WASHINGTON, D.C. — On Friday, May 26, the Illinois Legislature passed Senate Bill 2123, an omnibus election reform bill that would make a variety of changes to current Illinois election law. The bill now heads to Gov. J.B. Pritzker (D) to be signed.
According to state Sen. Mike Simmons (D), the bill “addresses many issues within [the] election system and will help make it easier for more people to vote.” Among others, the primary pro-voter provisions include:
- Permitting 16- and 17-year-olds to pre-register to vote online, if otherwise qualifying.

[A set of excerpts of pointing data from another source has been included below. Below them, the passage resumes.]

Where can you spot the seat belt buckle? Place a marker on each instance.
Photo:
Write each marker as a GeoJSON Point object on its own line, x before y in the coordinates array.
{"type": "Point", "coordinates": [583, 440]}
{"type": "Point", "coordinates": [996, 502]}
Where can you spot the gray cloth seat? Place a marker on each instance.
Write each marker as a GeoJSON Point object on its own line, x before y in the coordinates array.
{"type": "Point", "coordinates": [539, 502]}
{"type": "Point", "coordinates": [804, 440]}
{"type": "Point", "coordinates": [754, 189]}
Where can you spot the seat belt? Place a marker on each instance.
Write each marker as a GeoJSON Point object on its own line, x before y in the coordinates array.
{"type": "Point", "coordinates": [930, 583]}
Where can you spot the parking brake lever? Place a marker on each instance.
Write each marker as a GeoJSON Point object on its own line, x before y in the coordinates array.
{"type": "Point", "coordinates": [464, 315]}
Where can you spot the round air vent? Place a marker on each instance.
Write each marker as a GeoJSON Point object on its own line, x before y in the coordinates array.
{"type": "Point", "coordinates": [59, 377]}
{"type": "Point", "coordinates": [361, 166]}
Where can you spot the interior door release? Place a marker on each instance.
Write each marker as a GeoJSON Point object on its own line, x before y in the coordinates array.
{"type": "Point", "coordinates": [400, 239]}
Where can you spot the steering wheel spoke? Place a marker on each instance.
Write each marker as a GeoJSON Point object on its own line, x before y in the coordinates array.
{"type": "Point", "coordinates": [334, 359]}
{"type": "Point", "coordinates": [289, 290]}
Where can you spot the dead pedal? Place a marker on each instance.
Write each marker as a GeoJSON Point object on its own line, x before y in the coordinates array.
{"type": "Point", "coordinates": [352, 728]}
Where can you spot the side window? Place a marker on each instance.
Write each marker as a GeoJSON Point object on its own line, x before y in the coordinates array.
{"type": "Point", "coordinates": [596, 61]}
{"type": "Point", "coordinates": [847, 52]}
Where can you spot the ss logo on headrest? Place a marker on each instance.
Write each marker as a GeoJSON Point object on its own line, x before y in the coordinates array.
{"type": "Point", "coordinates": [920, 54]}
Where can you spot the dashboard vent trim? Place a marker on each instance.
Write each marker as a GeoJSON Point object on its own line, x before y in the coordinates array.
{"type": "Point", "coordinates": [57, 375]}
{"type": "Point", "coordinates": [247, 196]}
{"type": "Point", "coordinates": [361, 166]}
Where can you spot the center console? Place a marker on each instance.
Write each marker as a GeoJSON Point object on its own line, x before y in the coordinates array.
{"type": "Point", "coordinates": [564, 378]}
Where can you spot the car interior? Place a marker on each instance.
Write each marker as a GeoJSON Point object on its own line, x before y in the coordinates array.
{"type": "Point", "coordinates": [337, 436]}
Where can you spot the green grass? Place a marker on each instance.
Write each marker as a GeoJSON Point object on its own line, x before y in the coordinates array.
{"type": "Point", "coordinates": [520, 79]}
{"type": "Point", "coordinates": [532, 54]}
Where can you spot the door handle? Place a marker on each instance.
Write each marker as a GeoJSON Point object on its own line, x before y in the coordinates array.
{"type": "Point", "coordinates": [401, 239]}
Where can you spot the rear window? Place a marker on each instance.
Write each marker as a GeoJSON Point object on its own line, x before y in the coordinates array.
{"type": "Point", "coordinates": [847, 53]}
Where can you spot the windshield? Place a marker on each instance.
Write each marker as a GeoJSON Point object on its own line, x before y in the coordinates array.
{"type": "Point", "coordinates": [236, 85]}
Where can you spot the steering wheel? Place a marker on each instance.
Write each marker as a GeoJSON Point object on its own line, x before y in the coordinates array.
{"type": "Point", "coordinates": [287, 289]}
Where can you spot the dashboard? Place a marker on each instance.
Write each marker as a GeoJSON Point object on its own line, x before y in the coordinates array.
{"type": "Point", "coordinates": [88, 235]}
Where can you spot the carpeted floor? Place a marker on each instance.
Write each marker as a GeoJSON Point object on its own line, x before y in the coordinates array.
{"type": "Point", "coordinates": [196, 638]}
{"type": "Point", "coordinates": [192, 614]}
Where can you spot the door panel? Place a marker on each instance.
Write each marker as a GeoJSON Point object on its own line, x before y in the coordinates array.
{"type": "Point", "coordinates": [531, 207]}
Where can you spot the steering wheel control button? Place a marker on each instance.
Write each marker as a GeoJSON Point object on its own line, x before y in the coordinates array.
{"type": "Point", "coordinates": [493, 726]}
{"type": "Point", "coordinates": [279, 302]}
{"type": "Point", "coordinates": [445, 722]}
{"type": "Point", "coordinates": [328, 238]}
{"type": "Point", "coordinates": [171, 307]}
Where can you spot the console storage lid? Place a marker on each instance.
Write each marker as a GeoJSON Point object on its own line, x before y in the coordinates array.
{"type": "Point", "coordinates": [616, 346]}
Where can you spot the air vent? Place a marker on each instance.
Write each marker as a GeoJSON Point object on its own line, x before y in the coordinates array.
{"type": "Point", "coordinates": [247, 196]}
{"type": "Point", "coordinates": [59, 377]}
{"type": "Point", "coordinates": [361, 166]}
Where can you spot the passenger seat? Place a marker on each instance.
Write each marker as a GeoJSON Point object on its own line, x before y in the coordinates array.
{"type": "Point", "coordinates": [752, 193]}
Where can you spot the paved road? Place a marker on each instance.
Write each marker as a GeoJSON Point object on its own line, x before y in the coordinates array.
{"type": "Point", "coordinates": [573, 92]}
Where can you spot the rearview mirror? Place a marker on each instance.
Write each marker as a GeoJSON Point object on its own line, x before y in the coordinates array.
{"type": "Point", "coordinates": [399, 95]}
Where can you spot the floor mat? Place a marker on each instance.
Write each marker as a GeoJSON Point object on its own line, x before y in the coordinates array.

- Requiring at least two vote centers in jurisdictions of more than 500,000 people, an increase from the previously required one vote center. On Election Day, voters within the jurisdiction would be able to vote at one of the centers regardless of their registered precinct. At least one vote center per jurisdiction would be required to provide curbside voting.
- Mandating that public schools in the state close on Nov. 5, 2024, the 2024 general Election Day. Any closed school can be made available for use as a polling place.
- Establishing task forces for studying the plausibility of future election reforms, including an entirely electronic ballot process and the implementation of ranked-choice voting.
Democratic state legislators celebrated the pre-registration provision in particular. Simmons, who represents parts of Chicago, said, “The young have always played a key part in democracy. The younger generations show again and again how engaged they are in social issues — allowing them to pre-register sends a message to youth that their voices are important and allows them to take that activism to the polls.”